It is time for the meat industry to come forward with supports for winter finishers by offering guaranteed minimum prices, the Irish Cattle and Sheep Farmers’ Association (ICSA) has said.

The ICSA’s beef chair Edmund Graham said that farmers trying to finish cattle in sheds over the winter face additional costs and there is no denying that these “have gone up astronomically” of late.

Graham stated that it is now time for the industry to “get on board with offering guaranteed minimum prices for winter finishing”, as the current situation is “completely unsustainable”.

“This is something ICSA has been looking for, as no farmer can operate a business on the basis of feeding cattle just to lose money,” he said.

Graham said that farmers in the sector have expressed their anger as processors continue to ignore how inflation has affected their production costs, and added that neither they or the government, have offered any support.

“Winter finishers have received no support whatsoever, not from the government and certainly not from the processors who appear to be hell bent on driving their suppliers out of business,” the beef chair said.

He said that these farmers are receiving prices “way back on what is being paid for cattle coming off grass in early summer”, which he said makes no sense.

The finishers have raised the issue numerous times said Graham, most recently at a meeting of the Food Vision Beef and Sheep Group, with Meat Industry Ireland (MII).

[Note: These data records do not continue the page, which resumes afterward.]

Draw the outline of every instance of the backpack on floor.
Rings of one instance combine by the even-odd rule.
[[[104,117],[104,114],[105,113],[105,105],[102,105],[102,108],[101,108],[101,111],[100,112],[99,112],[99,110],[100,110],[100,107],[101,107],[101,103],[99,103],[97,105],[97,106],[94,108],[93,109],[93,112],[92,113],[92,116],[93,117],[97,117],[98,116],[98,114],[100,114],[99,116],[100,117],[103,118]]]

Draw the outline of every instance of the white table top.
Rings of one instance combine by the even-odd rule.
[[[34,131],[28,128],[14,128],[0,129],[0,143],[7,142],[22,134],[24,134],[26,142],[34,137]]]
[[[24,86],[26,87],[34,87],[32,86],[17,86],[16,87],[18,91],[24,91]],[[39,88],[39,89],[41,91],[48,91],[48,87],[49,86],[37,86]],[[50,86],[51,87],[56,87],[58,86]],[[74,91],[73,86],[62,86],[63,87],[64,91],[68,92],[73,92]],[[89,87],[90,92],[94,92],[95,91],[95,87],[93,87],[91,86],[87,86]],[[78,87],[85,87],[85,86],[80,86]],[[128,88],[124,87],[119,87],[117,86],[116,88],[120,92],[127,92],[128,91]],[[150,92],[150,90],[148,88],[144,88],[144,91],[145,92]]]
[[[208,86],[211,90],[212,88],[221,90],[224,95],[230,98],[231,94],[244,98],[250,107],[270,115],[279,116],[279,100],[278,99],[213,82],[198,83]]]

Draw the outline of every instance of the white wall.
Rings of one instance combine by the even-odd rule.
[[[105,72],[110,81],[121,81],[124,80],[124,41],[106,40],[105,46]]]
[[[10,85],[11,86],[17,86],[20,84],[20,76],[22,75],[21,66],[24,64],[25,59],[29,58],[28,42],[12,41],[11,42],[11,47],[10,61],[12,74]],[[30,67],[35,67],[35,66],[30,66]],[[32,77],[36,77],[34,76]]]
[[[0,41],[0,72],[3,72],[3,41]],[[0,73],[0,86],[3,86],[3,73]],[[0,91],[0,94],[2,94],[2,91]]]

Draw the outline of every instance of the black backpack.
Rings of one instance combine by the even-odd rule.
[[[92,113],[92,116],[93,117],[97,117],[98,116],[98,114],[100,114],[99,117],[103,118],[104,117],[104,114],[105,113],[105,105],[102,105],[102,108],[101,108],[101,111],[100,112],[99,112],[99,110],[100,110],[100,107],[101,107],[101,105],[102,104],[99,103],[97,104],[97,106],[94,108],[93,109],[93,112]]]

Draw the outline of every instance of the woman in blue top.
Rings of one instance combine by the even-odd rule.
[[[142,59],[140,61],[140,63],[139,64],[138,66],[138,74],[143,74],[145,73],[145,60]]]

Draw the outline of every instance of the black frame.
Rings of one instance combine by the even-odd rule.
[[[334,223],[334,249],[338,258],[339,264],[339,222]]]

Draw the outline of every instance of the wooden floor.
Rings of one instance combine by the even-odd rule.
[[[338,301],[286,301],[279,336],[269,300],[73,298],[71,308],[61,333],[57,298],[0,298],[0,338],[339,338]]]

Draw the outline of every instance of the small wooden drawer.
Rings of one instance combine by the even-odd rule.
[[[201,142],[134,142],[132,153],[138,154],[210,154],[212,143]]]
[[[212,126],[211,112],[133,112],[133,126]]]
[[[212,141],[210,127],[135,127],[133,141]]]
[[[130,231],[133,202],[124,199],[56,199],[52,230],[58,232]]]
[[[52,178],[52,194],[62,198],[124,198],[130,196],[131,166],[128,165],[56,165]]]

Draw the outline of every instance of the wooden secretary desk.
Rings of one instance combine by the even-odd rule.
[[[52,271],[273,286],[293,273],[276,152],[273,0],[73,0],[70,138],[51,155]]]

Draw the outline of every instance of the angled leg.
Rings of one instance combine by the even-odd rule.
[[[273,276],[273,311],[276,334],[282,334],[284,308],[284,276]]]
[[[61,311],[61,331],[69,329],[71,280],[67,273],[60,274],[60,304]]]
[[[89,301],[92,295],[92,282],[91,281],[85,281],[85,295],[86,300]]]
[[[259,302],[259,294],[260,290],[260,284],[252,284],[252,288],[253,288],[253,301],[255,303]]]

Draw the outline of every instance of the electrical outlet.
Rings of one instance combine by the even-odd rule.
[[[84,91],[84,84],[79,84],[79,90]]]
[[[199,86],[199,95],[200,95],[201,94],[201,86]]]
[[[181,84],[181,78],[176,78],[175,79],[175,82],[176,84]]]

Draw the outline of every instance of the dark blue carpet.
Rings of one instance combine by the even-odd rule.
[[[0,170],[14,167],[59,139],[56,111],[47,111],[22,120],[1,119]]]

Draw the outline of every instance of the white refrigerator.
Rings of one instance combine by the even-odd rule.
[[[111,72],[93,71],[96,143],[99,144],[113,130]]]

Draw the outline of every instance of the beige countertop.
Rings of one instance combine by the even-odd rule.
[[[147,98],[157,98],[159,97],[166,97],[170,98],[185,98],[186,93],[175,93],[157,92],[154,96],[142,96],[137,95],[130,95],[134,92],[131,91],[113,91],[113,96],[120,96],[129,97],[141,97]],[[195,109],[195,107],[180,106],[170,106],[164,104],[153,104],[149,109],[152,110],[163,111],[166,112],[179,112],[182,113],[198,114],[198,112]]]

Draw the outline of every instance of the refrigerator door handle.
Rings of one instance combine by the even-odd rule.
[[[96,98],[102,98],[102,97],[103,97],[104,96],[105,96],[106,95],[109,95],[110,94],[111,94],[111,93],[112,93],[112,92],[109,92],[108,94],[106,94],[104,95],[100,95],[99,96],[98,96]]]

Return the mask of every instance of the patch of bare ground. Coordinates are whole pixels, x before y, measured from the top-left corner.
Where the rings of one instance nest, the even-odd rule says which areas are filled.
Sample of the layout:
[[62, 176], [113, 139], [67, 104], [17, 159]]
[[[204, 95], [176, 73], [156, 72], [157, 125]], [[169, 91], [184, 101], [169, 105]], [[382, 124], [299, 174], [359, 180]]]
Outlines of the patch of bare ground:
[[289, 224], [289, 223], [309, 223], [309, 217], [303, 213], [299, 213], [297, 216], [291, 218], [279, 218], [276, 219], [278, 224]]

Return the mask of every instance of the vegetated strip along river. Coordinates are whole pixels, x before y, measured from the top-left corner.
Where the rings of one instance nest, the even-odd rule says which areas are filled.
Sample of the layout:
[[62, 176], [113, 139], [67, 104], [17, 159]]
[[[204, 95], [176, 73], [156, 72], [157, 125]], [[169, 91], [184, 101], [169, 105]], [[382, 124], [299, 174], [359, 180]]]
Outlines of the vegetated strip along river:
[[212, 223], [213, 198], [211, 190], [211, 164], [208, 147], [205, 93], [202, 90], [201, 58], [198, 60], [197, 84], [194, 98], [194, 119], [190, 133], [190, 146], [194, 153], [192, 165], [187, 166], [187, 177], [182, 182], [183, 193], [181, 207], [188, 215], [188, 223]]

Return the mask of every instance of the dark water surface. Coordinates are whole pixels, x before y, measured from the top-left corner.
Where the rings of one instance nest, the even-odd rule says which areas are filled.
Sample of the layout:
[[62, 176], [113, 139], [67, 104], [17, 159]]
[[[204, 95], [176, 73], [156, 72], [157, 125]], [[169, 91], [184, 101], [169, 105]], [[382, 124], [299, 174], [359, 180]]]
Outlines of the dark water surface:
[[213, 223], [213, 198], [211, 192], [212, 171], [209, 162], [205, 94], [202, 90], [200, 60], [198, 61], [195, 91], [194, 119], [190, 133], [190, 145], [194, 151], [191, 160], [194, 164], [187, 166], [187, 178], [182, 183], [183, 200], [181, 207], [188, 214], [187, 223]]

“MII talked about supporting their suppliers but all we’ve got since are the same old excuses about why we must accept less,” he said.

“It’s just not washing with farmers who cannot see any justification for feeding cattle over the winter as they see prices being slashed again this week.

“The days of factories thinking it’s reasonable to keep beef prices for next spring a total mystery must come to an end.”

Graham referred to Teagasc’s Situation and Outlook for Irish Agriculture report which was published on Monday (October 3), and said that “according to [it], annual incomes for beef producers are set to be the lowest of any farming sector in 2022”.

The report states that “a negative average net margin per hectare of -€20 is forecast for the cattle finishing enterprise in 2022”.

“The fact that these same farmers are also expected to shoulder 100% of the risk associated with producing beef just adds insult to injury,” Graham said.

“The direness of the situation is plain to see and unless the newly established Office for Fairness and Transparency in the Agri-Food Supply Chain has the teeth to deal with this blatant lack of fair play, the consequences will be even more dire,” he concluded.